Biocrude Production by Hydrothermal Liquefaction from Rugulopterix Okamurae Brown Macroalgae
García-Jarana, María Belén
Sánchez-Oneto, Jezabel
Macías-Sánchez, María Dolores
Portela, Juan Ramón
Terroba, Ramón
Abelleira-Pereira, José María
Mascarell, Juan José
Garrido-Pérez, Carmen

How to Cite

García-Jarana M.B., Sánchez-Oneto J., Macías-Sánchez M.D., Portela J.R., Terroba R., Abelleira-Pereira J.M., Mascarell J.J., Garrido-Pérez C., 2024, Biocrude Production by Hydrothermal Liquefaction from Rugulopterix Okamurae Brown Macroalgae, Chemical Engineering Transactions, 109, 397-402.

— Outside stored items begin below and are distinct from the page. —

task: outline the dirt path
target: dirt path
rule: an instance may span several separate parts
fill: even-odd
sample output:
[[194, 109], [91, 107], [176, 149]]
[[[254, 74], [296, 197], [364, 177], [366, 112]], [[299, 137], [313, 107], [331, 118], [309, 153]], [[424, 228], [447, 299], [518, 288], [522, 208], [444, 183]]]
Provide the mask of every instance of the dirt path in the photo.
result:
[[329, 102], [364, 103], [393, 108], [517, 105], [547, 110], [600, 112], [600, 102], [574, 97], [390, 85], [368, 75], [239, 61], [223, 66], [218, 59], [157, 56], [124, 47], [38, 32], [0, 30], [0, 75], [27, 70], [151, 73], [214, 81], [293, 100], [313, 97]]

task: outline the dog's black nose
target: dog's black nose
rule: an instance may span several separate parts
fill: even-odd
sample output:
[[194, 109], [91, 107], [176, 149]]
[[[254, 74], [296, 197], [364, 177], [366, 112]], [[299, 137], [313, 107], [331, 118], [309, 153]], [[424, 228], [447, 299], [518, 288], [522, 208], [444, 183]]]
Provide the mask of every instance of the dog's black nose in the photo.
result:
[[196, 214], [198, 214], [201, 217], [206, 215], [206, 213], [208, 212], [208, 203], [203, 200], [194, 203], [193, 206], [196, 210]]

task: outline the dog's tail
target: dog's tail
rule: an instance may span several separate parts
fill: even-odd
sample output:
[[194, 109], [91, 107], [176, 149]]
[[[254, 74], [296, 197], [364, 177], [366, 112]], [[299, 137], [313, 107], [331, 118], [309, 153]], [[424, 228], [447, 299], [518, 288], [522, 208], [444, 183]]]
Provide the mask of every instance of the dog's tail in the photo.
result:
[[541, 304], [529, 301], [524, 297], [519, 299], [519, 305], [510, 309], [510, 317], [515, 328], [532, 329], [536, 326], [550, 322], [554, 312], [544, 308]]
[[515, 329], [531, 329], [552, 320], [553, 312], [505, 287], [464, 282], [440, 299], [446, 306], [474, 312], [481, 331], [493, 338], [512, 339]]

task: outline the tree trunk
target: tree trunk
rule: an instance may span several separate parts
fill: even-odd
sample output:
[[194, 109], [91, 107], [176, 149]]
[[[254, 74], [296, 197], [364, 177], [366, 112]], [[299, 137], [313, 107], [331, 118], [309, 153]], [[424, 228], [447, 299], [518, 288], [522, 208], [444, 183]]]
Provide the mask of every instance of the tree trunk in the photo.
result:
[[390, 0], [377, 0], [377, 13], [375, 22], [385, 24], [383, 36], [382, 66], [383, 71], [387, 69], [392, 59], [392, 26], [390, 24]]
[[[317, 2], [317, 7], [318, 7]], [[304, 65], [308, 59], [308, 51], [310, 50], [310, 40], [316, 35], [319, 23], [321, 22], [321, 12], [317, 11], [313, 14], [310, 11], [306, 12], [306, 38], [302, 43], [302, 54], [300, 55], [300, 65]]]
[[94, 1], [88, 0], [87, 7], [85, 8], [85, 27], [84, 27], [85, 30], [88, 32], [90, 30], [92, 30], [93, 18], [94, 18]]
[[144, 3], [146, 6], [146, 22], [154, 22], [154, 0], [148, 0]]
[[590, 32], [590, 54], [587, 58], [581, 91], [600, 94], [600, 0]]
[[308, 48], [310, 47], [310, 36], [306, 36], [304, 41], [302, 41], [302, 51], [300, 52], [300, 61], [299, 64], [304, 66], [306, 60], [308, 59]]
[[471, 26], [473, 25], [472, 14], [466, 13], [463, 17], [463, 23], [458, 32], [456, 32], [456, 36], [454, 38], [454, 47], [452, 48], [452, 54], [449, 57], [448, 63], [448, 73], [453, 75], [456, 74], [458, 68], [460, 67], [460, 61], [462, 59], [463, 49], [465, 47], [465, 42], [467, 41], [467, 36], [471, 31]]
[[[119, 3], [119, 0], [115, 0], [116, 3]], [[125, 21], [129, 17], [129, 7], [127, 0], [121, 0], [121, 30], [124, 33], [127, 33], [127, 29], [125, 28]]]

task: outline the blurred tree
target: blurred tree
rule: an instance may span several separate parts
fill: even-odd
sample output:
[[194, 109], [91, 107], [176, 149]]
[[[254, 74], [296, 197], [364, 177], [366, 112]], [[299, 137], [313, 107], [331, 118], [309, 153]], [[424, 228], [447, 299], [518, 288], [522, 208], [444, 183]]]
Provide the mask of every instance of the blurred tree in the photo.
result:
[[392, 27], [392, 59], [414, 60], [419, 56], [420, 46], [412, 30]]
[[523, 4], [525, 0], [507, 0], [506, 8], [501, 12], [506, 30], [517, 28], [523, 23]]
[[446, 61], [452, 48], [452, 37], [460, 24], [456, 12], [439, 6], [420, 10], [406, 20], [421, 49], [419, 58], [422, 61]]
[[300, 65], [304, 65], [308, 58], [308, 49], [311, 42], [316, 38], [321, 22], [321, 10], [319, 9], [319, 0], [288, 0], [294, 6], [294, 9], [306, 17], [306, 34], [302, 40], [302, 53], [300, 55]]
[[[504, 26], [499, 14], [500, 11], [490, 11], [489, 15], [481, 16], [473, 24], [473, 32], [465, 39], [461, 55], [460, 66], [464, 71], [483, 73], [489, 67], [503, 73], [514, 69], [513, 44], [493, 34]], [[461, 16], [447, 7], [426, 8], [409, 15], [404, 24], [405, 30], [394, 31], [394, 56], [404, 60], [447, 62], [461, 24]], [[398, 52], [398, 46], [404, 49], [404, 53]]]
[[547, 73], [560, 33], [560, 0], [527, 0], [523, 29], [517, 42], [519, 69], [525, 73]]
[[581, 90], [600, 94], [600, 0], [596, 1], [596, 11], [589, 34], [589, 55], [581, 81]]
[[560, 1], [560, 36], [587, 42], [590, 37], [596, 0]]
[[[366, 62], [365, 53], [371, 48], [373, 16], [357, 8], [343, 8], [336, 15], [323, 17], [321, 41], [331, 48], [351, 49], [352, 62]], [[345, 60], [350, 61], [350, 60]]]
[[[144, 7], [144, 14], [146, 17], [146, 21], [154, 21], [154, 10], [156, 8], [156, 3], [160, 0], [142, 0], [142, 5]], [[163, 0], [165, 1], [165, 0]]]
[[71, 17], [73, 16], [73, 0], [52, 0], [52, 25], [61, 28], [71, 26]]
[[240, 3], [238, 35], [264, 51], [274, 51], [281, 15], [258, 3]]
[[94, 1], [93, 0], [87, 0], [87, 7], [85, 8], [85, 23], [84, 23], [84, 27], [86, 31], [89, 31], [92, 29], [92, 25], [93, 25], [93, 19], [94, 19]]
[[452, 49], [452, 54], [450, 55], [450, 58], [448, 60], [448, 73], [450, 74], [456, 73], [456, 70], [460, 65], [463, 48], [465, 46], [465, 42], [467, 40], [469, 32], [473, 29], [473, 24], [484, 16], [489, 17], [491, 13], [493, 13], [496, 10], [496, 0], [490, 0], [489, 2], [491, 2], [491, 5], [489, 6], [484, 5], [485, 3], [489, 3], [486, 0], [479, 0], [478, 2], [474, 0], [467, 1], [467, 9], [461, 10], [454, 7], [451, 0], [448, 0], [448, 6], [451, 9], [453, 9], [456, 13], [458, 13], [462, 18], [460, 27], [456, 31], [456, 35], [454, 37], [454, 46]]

Nowadays, some populations of invasive marine macroalgae species cause environmental problems due to their excessive growth beyond their original niche. There are currently several investigations that are aimed at giving a possible valorization to the algal biomass waste that accumulates in coastal deposits. One of the technologies that are being applied to the treatment of algal biomass is Hydrothermal Liquefaction (HTL). This technology allows the transformation of organic matter into biocrude by means of a reaction in aqueous medium and at high temperature and pressure conditions. Rugulopteryx okamurae, an invasive macroalgae found on the coasts of many countries, has been used for the production of bio-oil by hydrothermal liquefaction. Although there are many variables that influence the process, the objective of this study is to carry out preliminary hydrothermal liquefaction tests of the mentioned algal biomass, without being subjected to previous pre-treatment. HTL experiments were carried out in water sub-critical conditions at a temperature range of 270–330 °C for reaction times between 5 and 60 min and with an initial biomass load between 5-15 % w/w. Maximum bio-crude yield (26.3 wt%) was obtained at 300 °C, 30 min, and 10 % w/w, while the highest HHV (8456.9 kcal/kg) was obtained at 330 ºC, 30 min, and 10 % w/w. The solid residue yields decreased continuously from 30.6 wt% to 12.1 wt% as the temperature increased from 270 to 330 °C.